The Rise and Fall of Single Incision Surgery at Community Hospital Teaching Program

W. Borden Hooks III, MD, Khoi Le, MD, Thomas V Clancy, MD, William W Hope, MD. New Hanover Regional Medical Center.

 Single incision laparoscopic surgery (SILS) has recently become one of the promising new techniques for use in laparoscopic surgery. Initial reports touted the safety and potential improvement in cosmesis and pain. The success of any new technology depends on quality outcomes as well as the implementation by the surgical community at large. The purpose of this project was to evaluate our surgeons experience and implementation of single incision laparoscopic surgery.
Following IRB approval, a retrospective review of all single incision surgeons performed at our hospital from 5/2009 to 6/2012 was performed. Demographic information, indication for surgery, type of procedure, conversion rates, morbidity, and mortality were documented and descriptive statistics were performed.

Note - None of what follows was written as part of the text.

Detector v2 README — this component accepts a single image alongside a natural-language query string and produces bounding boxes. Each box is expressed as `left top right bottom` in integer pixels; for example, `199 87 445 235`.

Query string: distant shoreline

During the study period, 12 surgeons (8 general surgeons and 4 gynecologist) performed 164 cases and 175 procedures. Cases included cholecystectomy (50%), appendectomy (29%), gynecologic surgery (13%), and other (8%). Six of the 11 surgeons performed only 1 single incision case. Conversion rate was 6.9%. One surgeon performed 64% percent of all cases and is still currently performing SILS. Morbidity rate was 3.7% with no perioperative mortality.
Several surgeons at our institution evaluated the SILS procedures with only 1 surgeon continuing to perform the procedure regularly. The low adoption rate in our community is likely multifactorial and requires further study.